Poche centinaia di metri separano a Tricarico la Torre Saracena e la Torre Normanna, porte d'ingresso nella cittadella medievale fortificata, lungo l'asse Nord Sud. Eppure ci sono volute tre ore perché il corteo in forma d'arte compisse il suo percorso, dal lamento funebre delle prefiche alla Porta Saracena al rito di rinascita nel piazzale della Torre Normanna, in perfetta circolarità.
Ben diciassette le stazioni lungo il percorso nelle stradine e negli slarghi del centro, scandite dal suono dei cupa cupa dei Cubba Cubba e degli ottoni della Banda bassa di Tolve, tra le invocazioni delle prefiche, i canti e le orazioni degli artisti (Andrea Tartaglia, Giovannangelo De Gennaro, Canteuterpe), i movimenti dei partecipanti al corteo sapientemente guidati dagli assistenti, le performance di danza. Con il pubblico che si fonde con i protagonisti nella stazione della piazza principale, scatenati al ritmo della cantilena "chi sì, che buò, si viv o si muort", e partecipa al ballo collettivo al grido liberatorio: " So vive" e "Nun moro".
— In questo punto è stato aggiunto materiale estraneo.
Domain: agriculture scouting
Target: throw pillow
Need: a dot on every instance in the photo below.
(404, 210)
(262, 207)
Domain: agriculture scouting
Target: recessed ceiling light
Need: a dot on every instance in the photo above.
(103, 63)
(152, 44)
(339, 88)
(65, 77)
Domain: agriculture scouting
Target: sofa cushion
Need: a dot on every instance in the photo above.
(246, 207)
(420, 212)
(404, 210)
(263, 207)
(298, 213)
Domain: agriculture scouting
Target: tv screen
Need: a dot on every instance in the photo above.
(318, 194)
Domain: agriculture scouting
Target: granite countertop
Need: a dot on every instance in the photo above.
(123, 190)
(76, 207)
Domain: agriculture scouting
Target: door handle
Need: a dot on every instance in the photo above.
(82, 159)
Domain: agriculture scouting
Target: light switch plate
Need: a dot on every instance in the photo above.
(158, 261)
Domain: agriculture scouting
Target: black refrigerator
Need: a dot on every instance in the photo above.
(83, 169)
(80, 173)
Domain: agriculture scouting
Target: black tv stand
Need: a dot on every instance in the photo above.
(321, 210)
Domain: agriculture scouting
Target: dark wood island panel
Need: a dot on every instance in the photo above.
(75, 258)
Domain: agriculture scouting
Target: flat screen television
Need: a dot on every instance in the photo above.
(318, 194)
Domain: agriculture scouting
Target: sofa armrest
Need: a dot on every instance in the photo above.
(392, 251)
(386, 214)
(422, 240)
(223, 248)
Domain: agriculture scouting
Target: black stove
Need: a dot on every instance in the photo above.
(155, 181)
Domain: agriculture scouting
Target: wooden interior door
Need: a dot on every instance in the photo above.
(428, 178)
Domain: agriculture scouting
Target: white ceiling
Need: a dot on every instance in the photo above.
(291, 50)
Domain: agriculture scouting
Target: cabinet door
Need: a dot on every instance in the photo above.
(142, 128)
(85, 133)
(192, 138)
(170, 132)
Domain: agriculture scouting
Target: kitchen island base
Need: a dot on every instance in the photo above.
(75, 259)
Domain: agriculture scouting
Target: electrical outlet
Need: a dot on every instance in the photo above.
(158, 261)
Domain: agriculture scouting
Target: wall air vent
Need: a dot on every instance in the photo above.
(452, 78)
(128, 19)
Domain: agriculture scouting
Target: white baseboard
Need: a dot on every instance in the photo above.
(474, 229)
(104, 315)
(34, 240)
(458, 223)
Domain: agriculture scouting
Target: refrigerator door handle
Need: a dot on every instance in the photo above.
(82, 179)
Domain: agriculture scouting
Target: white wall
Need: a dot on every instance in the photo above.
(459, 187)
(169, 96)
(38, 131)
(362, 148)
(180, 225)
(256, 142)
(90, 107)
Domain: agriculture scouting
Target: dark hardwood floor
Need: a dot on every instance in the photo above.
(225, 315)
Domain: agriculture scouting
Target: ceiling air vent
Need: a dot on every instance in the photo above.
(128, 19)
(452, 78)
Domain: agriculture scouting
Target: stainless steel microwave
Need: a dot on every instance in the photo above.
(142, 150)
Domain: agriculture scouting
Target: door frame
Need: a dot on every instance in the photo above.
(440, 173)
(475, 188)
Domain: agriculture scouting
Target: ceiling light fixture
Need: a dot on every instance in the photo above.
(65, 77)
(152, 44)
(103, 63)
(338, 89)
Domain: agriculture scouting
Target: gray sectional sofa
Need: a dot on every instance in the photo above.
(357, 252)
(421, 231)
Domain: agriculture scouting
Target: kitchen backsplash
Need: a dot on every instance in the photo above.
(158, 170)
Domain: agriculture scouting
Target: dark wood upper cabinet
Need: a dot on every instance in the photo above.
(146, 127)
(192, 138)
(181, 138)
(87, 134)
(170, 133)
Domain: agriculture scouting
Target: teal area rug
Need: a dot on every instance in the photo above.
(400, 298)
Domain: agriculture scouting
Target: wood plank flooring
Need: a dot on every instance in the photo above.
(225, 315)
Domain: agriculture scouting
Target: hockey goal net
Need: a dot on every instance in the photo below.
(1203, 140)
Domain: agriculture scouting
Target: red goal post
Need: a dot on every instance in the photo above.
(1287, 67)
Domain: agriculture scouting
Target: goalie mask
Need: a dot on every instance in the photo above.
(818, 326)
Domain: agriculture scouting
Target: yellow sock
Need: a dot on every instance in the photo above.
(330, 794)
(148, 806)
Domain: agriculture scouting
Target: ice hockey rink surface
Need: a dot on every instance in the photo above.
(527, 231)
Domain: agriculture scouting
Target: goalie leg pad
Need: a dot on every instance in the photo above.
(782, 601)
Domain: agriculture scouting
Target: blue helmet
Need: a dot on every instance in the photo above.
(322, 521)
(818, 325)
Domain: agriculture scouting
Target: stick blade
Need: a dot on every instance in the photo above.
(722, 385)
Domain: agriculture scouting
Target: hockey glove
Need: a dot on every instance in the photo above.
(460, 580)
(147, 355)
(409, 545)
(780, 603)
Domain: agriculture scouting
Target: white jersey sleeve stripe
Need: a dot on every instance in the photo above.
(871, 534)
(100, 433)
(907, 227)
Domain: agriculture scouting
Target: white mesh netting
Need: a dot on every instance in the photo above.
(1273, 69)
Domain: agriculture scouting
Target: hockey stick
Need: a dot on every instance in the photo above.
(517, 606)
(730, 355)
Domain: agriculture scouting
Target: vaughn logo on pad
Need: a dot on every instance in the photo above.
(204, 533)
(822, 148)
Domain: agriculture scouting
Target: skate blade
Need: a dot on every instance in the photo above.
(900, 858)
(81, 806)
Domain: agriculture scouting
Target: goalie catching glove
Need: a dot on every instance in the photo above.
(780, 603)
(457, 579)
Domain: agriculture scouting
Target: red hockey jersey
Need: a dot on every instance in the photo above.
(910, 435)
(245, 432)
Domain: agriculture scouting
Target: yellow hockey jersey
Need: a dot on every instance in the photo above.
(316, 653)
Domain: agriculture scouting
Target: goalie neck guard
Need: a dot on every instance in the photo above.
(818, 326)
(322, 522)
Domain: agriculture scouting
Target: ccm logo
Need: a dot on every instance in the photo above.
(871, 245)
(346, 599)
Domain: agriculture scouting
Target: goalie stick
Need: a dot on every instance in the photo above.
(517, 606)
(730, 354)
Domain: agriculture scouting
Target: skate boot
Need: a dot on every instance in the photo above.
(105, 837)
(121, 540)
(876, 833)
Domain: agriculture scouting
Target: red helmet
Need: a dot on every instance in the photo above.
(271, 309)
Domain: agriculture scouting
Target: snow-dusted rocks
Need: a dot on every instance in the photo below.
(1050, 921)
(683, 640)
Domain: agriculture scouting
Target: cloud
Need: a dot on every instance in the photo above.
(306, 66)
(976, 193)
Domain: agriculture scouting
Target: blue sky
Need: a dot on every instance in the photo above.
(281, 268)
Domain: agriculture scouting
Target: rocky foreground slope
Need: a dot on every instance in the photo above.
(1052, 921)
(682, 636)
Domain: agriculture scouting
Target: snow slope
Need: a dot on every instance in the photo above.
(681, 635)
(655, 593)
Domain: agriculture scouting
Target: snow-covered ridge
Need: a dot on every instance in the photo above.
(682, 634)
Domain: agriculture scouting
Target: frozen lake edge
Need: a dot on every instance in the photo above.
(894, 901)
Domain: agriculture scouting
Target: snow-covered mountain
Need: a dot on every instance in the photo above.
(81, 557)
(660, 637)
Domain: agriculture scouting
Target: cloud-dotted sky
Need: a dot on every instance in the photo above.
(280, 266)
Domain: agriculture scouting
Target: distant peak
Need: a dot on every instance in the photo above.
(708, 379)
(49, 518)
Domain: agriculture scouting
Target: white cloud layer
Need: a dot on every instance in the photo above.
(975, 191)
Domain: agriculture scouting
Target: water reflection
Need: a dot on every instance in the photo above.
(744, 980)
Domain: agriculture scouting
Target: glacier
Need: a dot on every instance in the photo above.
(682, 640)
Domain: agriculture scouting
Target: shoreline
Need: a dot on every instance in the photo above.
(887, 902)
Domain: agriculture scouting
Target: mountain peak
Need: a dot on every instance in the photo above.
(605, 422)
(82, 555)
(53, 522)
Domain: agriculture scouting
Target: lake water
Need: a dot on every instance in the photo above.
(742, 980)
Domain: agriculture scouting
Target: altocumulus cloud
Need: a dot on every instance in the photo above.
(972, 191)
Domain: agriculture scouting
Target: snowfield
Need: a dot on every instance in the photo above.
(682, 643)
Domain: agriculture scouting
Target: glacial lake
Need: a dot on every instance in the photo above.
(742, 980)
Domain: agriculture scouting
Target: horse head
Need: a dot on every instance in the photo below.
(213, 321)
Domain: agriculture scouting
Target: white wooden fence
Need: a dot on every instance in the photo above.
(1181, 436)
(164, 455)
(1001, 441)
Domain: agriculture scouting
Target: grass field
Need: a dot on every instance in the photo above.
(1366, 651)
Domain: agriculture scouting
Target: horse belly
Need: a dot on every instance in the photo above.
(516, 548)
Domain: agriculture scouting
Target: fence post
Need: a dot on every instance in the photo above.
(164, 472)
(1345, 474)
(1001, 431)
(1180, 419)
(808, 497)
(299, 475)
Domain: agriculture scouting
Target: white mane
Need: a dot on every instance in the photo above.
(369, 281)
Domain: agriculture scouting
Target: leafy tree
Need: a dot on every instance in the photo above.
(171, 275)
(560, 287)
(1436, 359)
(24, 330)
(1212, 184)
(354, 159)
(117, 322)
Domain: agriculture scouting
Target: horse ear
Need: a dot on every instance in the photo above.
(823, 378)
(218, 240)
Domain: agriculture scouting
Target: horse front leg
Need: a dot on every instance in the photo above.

No, la trenodìa diretta da Vinicio e Mariangela Capossela e coprodotta dalla Fondazione Matera Basilicata 2019, per il programma della capitale europea della cultua, non è stato un corteo funebre anche se si è concluso con il banchetto rituale con cui la comunità richiama a sé il defunto.
La città di Rocco Scotellaro e Antonio Infantino è stata attraversata da una potente manifestazione collettiva capace di trasformare la lamentela in pianto rituale, il piagnisteo in altisonante lamentazione collettiva, in forma creatrice e aggregatrice per, come dice Ernesto De Martino, potersi rialzare e tornare ai doveri della vita, liberati dall'oppressione del dolore grazie a questo pianto per la comunità. Un pianto rituale collettivo, sonoro, rigenerante.
Tricarico, il centro che ha dato materia e sostanza alla ricerca etnografica e antropologica di Ernesto De Martino, è stato così la prima tappa lucana del progetto che è partito da Isola Capo Rizzuto, ha attraversato i paesi dell'Alta Irpinia, a far perno da Calitri per concludersi domani a Matera con una Trenodia sul selciato e il “Concerto in nero” di Vinicio Capossela (ore 21 alla Cava del Sole, ingresso con passaporto e prenotazione e servizio navetta da piazza Matteotti e Villa Longo).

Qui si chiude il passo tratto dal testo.